Users have frequently wanted the ability to remotely synchronize relational nodes in a peer to peer fashion using SyncServices for ADO.NET. We have a sample demonstrating remote synchronization by using Windows Communication Foundation (WCF). I wanted to use this post to provide an easy way to optimize the performance of this WCF based solution. DbSyncProvider enumerates all changes in a DataSet and this gets applied on the destination provider. The moment the two providers are moved from a local 2-tier model to a remote n-tier model this DataSet has to be serialized and transmitted over the network. DataSet’s are very efficient when the amount of data involved is very small. The moment your data exceeds few hundred rows the amount of memory required to serialize/deserialize this DataSet is quite huge. Further the serialized size of the DataSet on disk is quite big as well.
DataSet object is by default serialized in XML format and serializing/deserialzing this XML data creates a lot of transient objects resulting in a spike in your memory usage. When you have enough data in the DataSet, like synchronizing large number of database rows, your app has the potential to go out of memory deserializing it. Infact users of SyncServices for ADO.NET V2 are quite aware of the OutOfMemoryException when they are synchronizing large number of records in the 2-tier model (PS: Solving this is the highest priority for us in the next release). Using the WCF solution increases the likelihood of this error happening even for mid sized data that fits fine in memory.
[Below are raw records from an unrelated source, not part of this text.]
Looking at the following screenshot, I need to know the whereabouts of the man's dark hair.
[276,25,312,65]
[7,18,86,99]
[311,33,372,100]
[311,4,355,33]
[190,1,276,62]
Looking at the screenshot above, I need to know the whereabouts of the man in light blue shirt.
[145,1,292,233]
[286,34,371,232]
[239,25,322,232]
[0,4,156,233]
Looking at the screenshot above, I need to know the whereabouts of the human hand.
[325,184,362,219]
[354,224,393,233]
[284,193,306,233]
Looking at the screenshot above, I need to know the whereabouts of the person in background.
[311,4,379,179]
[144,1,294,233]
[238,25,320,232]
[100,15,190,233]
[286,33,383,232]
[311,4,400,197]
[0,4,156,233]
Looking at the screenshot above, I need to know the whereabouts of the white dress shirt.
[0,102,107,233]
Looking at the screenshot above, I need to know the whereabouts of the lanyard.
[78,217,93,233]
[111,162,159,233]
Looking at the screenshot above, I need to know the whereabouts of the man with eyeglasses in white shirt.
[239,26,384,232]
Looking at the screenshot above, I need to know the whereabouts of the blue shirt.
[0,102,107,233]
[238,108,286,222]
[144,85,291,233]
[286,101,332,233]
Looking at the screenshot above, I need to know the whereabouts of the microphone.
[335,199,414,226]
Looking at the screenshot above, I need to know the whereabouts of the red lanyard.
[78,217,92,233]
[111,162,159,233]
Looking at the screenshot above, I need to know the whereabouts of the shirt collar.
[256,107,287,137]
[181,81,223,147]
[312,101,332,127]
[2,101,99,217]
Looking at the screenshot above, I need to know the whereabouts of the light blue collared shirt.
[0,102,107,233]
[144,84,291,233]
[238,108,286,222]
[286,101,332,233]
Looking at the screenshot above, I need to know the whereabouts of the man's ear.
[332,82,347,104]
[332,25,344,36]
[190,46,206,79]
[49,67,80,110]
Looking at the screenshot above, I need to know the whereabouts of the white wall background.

There is an easy way to optimize this problem and obliviously it requires users to move away from the XML based default DataSet serialization. Since DataSet doesn’t support any other format, the only way is to use a Surrogate to serialize it. Microsoft Knowledge base has a wonderful article detailing this Surrogate and it can be downloaded from http://support.microsoft.com/kb/829740.
Download it and use it in your WCF based Synchronization apps and you should see vast improvement in your memory usage and performance.
I wrote a quick sample checking the process peak memory usage during serialization/deserialization of a DataSet. Here are the comparison numbers between default and surrogate serialization.
The DataSet contains one DataTable which contains one string column. Each column is a 5Mb string. Size is Peak working set.
Point proven :). As you can see for each 5Mb of data added in memory the default serialization takes anywhere from 6-8 times more memory. For 50 rows (approx 250Mb data size in memory) the serialization step itself fails with OOM.